If you’re on a development, especially a web development team, chances are you’ve seen something that looks like this:
This is an amalgamation of Martin Fowler’s and Google’s testing pyramids put together by Kent C. Dodds (love that guy). These testing pyramids are meant to outline the differences between unit, integration and end-to-end (E2E) tests and teach where your priorities should be between them.
But these testing pyramids are leading us astray! In this article I’ll tackle why, echoing Kent C. Dodds’ article on the matter and taking it a bit further. There’s a better way — so put on your heretic hat and let’s find out the truth.
Before we can get too deep, we need to align ourselves on the definitions of some testing terminology. It’s important for teams to get these straight so that they can speak the same language among themselves, and also so that when seeking out educational resources, teams can speak the same language as the wider community.
1. Static testing
Static testing is the idea that you can “test” your code without even running it just by simply reading it. This is not often thought to be in the same category as other tests, but with the advent of linters like ESLint and other similar tools, developers (especially front-end web developers) truly are able to identify and crush bugs before anything is even run.
2. Unit testing
At its core, it’s defined as testing a unit of code in isolation from others. This is tricky because “unit” is vague and “isolation” is vague as well. How much of the code do you have to mock before it’s considered a unit? Devs at Twitter avoid the term “unit test” as much possible because of this.

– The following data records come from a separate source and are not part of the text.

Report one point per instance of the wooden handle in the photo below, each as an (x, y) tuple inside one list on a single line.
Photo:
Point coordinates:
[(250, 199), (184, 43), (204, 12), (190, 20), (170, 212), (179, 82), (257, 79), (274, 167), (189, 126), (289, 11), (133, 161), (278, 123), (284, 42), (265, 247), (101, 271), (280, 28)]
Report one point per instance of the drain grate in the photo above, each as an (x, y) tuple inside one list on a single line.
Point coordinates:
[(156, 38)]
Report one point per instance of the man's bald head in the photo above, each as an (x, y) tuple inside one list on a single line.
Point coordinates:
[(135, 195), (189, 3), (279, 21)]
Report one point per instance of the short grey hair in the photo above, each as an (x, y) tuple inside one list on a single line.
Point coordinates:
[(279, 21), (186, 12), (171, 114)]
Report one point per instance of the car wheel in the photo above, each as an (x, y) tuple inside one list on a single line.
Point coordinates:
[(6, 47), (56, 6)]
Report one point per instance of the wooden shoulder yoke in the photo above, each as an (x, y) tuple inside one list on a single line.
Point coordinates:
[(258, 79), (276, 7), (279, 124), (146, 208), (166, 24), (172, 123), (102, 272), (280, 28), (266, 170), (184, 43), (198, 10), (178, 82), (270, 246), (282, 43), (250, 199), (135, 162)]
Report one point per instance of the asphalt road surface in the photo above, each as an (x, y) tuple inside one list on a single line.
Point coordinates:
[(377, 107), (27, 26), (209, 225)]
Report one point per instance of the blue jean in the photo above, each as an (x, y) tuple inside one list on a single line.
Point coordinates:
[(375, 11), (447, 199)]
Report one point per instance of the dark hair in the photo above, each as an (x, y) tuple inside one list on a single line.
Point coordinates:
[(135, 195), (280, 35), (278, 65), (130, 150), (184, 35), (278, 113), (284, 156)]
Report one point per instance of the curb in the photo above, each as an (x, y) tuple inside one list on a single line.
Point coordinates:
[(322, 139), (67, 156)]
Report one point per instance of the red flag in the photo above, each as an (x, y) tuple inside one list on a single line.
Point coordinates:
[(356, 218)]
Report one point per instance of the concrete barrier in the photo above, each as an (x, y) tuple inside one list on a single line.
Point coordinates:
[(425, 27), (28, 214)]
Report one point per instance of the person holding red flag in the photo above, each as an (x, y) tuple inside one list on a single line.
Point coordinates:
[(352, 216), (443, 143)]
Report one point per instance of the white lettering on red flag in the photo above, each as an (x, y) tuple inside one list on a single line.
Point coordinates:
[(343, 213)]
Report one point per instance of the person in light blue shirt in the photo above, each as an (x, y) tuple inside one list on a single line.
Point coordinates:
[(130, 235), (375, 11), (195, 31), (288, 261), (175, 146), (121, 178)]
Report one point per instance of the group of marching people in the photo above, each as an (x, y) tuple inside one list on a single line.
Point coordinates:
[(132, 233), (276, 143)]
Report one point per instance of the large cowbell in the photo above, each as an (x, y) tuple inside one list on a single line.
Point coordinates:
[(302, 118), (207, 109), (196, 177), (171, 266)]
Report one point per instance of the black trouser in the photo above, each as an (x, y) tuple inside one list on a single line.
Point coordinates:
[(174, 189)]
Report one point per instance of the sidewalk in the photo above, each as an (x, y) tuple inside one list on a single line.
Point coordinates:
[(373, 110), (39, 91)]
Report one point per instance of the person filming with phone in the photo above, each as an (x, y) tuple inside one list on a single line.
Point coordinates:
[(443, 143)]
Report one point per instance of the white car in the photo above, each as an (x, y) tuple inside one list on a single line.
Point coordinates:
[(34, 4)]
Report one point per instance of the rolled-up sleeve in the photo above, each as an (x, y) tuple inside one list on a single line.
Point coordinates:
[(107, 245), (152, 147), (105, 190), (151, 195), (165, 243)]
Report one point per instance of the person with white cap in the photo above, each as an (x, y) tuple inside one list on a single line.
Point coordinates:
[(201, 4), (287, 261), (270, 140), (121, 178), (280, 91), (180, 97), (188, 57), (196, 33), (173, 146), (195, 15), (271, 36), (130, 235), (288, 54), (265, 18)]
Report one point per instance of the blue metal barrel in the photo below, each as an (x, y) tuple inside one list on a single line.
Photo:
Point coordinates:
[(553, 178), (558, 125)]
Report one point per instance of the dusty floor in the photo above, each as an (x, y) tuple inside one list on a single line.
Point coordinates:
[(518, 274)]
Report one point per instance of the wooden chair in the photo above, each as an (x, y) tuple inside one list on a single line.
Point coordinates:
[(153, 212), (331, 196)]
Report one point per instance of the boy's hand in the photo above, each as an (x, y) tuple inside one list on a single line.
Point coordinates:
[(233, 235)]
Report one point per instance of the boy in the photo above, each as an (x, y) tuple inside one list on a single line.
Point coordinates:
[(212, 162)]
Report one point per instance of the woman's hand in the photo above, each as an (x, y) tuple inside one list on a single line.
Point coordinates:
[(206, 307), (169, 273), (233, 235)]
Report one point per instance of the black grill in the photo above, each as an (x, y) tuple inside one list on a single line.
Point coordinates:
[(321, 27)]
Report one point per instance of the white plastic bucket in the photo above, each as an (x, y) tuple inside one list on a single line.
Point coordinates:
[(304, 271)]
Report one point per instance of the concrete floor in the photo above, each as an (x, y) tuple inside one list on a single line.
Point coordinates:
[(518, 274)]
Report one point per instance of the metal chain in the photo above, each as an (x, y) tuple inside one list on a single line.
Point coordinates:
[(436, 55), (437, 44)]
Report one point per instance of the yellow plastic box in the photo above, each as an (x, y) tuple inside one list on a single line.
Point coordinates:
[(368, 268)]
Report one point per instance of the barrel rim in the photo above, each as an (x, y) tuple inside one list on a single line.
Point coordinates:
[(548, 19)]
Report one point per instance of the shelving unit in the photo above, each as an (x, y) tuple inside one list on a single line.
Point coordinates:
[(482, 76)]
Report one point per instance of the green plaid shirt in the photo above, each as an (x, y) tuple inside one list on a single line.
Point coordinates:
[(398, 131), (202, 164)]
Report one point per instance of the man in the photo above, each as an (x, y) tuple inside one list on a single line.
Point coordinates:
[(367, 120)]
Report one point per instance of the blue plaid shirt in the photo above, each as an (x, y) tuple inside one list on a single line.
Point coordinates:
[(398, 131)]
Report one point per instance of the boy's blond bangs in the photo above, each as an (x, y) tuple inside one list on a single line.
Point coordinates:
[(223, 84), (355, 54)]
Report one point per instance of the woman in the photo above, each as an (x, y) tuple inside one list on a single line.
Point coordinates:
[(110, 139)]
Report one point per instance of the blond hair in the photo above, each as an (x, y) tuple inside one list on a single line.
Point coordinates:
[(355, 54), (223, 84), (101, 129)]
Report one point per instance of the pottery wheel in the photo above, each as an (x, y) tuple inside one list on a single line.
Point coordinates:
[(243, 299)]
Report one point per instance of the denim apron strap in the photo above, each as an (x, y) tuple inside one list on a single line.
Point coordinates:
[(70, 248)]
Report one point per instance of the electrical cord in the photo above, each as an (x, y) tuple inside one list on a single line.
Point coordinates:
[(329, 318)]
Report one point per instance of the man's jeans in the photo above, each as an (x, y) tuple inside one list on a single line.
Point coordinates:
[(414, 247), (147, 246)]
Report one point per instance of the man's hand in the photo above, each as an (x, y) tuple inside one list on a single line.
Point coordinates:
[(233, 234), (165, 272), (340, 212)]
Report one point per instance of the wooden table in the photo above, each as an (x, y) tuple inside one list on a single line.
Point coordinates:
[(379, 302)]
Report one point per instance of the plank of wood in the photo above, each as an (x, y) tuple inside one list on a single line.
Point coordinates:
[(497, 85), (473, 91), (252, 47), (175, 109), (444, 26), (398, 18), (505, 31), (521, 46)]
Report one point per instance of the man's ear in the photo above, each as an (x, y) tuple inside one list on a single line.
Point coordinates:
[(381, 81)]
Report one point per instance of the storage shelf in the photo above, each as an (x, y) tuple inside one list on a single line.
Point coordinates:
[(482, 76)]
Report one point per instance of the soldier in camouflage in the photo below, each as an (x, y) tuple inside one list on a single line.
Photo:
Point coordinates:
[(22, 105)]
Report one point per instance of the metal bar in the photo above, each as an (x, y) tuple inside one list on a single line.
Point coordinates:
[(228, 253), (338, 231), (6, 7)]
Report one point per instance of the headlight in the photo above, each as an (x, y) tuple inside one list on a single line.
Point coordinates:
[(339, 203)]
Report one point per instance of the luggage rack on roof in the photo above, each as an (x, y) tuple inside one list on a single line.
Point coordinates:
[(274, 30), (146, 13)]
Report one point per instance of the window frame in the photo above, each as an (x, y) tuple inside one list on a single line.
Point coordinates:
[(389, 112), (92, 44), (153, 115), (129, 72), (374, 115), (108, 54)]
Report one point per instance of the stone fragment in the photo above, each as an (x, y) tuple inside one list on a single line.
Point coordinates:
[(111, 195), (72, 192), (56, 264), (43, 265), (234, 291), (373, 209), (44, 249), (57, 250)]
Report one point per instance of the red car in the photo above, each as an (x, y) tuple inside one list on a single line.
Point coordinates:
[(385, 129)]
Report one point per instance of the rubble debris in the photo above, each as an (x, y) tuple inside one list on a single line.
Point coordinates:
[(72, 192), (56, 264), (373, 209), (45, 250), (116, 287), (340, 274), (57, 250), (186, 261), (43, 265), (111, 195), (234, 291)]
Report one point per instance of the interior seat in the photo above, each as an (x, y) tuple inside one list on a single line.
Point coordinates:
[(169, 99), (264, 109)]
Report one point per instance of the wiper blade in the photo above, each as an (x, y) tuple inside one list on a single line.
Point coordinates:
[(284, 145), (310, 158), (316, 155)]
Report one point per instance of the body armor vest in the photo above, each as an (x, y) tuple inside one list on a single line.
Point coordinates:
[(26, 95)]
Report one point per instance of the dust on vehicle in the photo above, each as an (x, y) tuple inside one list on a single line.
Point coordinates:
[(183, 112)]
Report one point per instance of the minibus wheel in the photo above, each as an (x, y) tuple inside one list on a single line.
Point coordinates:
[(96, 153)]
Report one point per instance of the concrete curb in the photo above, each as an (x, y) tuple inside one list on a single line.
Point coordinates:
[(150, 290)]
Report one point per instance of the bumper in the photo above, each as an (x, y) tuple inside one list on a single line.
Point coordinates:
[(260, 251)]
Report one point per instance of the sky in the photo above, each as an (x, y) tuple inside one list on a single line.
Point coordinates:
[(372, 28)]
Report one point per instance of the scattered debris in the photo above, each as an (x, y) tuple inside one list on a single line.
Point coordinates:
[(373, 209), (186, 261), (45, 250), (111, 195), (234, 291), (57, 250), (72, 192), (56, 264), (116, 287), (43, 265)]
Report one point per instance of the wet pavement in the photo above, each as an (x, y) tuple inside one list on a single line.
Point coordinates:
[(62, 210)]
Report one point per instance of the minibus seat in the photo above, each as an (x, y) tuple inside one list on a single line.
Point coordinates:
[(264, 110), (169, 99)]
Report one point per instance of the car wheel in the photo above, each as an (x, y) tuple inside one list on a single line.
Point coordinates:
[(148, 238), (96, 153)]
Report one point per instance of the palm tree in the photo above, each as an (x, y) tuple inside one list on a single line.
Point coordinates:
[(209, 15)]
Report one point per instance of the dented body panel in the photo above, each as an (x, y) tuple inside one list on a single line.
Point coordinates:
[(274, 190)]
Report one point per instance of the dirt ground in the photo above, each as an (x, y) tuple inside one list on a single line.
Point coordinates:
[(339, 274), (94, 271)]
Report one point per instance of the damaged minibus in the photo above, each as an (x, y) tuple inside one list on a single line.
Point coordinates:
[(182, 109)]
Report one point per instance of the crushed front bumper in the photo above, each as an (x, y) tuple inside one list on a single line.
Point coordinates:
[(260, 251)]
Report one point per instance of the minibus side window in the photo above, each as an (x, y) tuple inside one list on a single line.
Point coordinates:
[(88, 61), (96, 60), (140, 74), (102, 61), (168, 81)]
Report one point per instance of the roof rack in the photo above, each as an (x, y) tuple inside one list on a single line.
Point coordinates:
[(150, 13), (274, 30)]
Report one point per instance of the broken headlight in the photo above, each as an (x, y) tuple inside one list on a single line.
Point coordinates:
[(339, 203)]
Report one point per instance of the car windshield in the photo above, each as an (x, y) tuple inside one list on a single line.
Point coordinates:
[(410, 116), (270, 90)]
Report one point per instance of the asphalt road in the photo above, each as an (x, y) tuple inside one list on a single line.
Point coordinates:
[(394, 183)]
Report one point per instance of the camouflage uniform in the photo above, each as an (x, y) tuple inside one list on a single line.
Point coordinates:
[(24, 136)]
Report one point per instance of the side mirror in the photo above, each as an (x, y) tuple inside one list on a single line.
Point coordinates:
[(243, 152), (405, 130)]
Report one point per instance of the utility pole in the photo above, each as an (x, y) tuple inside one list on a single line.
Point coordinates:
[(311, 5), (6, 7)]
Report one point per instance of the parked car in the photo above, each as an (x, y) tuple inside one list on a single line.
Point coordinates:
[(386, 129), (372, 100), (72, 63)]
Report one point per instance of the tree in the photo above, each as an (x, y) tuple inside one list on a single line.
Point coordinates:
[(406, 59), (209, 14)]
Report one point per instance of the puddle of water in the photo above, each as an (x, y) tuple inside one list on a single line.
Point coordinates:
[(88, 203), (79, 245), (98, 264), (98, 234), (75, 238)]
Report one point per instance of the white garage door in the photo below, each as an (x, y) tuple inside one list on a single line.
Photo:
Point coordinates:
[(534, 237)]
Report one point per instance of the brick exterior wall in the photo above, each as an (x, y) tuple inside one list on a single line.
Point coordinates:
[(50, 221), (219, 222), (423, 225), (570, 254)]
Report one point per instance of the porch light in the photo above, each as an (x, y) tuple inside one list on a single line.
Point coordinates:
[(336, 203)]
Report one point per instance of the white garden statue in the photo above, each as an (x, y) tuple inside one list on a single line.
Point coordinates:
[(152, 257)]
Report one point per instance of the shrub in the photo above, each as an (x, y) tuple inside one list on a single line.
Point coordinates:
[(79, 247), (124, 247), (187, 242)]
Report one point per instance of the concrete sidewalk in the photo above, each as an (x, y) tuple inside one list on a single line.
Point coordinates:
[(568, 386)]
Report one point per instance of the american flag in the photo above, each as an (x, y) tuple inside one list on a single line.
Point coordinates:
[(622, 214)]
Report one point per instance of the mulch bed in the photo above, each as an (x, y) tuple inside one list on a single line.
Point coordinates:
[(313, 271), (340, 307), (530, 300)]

But for now, let’s consider unit tests to be what comes to mind: the ones that test a function and more-or-less nothing else, or code that has everything beside itself mocked out.
3. Integration testing
Integration testing refers to testing the behaviour between multiple units. This is slightly vague as well, because that could mean anything from a single React component using another one all the way to AWS SQS objects being properly populated in response to AWS SNS messages.
That’s a very wide breadth of tests!
API test suites would be another example of integration tests of a web application, though it could definitely be argued that they’re end-to-end tests — spoiler alert, it doesn’t really matter too much in the end. It’s really important to note that the standard definition of integration testing does not specify whether or not require a full startup of an application in required: it can be either!
4. Functional testing
This one’s unfortunately probably the most misused term. Functional testing refers to testing anything against its functional requirements. This means that all unit tests, integration tests and end-to-end tests are all functional tests! Examples of non-functional tests would be security testing (eg. ZAP scans) and performance testing (eg. using JMeter).
5. End-to-end (E2E) testing
End-to-end testing has a pretty strict definition: these tests need to simulate a real user using the software as a real user would. In the context of a web application, end-to-end tests need to open a browser and click around the application just like a user would (eg. Selenium-based tests).
Michael Pollan, Guillermo Rauch, Kent C. Dodds
If you’ve never heard of Michael Pollan, I recommend that you remedy that as soon as you can. He’s a fantastic food author and just an all-around swell guy. When he’s asked for his thoughts on the ideal diet, he responds with simply:
Eat food, not too much, mostly plants.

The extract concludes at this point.